Charleston è il ballo della New York di Al Capone, il ritmo di pericolose gangster maschili e di sbarazzini caschetti femminili. Siamo negli anni Venti. Per noi però, pur restando negli anni Venti, Charleston è Mondello: lo stabilimento balneare è senz’altro, nell’immaginario palermitano e non solo, il cuore della suggestiva baia compresa tra Monte Pellegrino e Capo Gallo. Oggi ci si va a cena, a gustare l’atmosfera di un secolo fa, respirare la raffinatezza dell’antica buona società palermitana, apprezzare una cucina che non può che valorizzare quel mare su cui lo stabilimento sembra galleggiare.
Fu prima un Milanese dall’occhio lungo, Luigi Scalia, a cogliere le potenzialità del posto, poi la stampa francese e infine una società belga che avviò nel 1913 i lavori del noto stabilimento, affidati allo sconosciuto architetto Rudolf Stualker su cui poco si sa. Il progetto doveva essere destinato alla belga Ostenda e forse a questo si devono le insolite palafitte su cui poggiano le cabine di questo eccentrico e imponente cuore di Mondello, che ancora oggi lo identifica nel mondo.

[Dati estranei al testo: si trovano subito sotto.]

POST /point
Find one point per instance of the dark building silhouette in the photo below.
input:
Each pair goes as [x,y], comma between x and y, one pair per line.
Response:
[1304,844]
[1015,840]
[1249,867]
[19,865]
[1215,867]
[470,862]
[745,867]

Fatto sta che, sulla scia dei bei più noti Ernesto Basile e Giuseppe Damiani Almeyda, impegnati a Palermo tra teatri, ville e villini, Mondello in pochi anni si arricchisce di architetture liberty che nulla hanno da invidiare a quelle della città. Al centro della baia, rimane però lo stabilimento che dal 1969 ospiterà la sede estiva del famoso ristorante Charleston (nato in pieno centro a Palermo e trasferitosi nel 2011 a Mondello nella villa, liberty ovviamente, dei Conti Bernard de la Gatinais). Col boom degli anni Sessanta, la clientela cambia, dall’antica nobiltà all’alta borghesia, ma lo stabilimento rimane comunque uno dei luoghi più prestigiosi della società palermitana. Nonostante il ristorante Charleston non sia più lì, la felliniana piattaforma sul mare circondata da cabine continua a essere indicata col suo nome. Oggi lo stabilimento ospita il ristorante “Alle terrazze”

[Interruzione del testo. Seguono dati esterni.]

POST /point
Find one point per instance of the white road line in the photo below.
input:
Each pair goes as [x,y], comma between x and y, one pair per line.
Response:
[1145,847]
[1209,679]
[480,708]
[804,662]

Architetto semisconosciuto, ristorante originario altrove, monumentalità che stona un po’ col piccolo borgo, profumo di spensierati e vacanzieri tempi passati, fatto sta che questo posto offre tuttora la possibilità di cenare su una delle più straordinarie terrazze sul mare, in un’atmosfera formale ma non troppo.

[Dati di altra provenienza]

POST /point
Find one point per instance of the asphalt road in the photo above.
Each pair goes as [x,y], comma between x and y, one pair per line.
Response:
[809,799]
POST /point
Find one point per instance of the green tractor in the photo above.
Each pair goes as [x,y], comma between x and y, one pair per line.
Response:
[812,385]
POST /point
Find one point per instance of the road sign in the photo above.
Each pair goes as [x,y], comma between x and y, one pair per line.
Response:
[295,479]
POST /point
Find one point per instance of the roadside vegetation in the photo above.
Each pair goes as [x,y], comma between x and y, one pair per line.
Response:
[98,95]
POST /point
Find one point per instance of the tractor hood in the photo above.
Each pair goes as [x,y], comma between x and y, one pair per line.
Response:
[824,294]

L’ingresso onestamente intimidisce un po’ ma il sorriso rassicurante del personale tranquillizza subito il cliente. Si attraversa il grande salone, arredato con pezzi moderni di design (gran parte degli arredi originali fu portata a Villa Igiea dagli Alleati) che tuttavia non competono né litigano con la storia della struttura, e si rimane frastornati dalla bellezza della terrazza. Molti sono i locali che si fregiano di essere “sul mare” ma qui (dopotutto siamo su palafitte) l’espressione è usata davvero in senso letterale!
Notevole l’antipasto di crudi, il “plateau imperiale” con carpacci, tartare, gambi, scampi e ostriche, dal nome un po’ troppo altisonante che crea alte aspettative. Se ci si aspetta qualcosa di sovranamente plateale e teatrale, si rimane delusi ma l’antipasto risulta in realtà giusto nelle quantità e ottimo nella qualità freschissima della materia prima, rispettata e valorizzata.
Stessa attenzione per il secondo, una freschissima cernia all’acquapazza, consigliata dal personale, sempre attento senza essere invadente. Charme di Firriato ha chiuso il cerchio. Un po’ deludenti i dolci, vari e ben presentati nel carrello ma un po’ banali nella tipologia e nel gusto.
Tavoli distanziati, tovagliato impeccabile e servizio ottimo.
Prezzo alto, decisamente sopra la media (quasi cento euro a persona) che sarebbe spropositato se non si apprezzasse il contesto unico. Mangiare il mare sul mare. Ne vale la pena.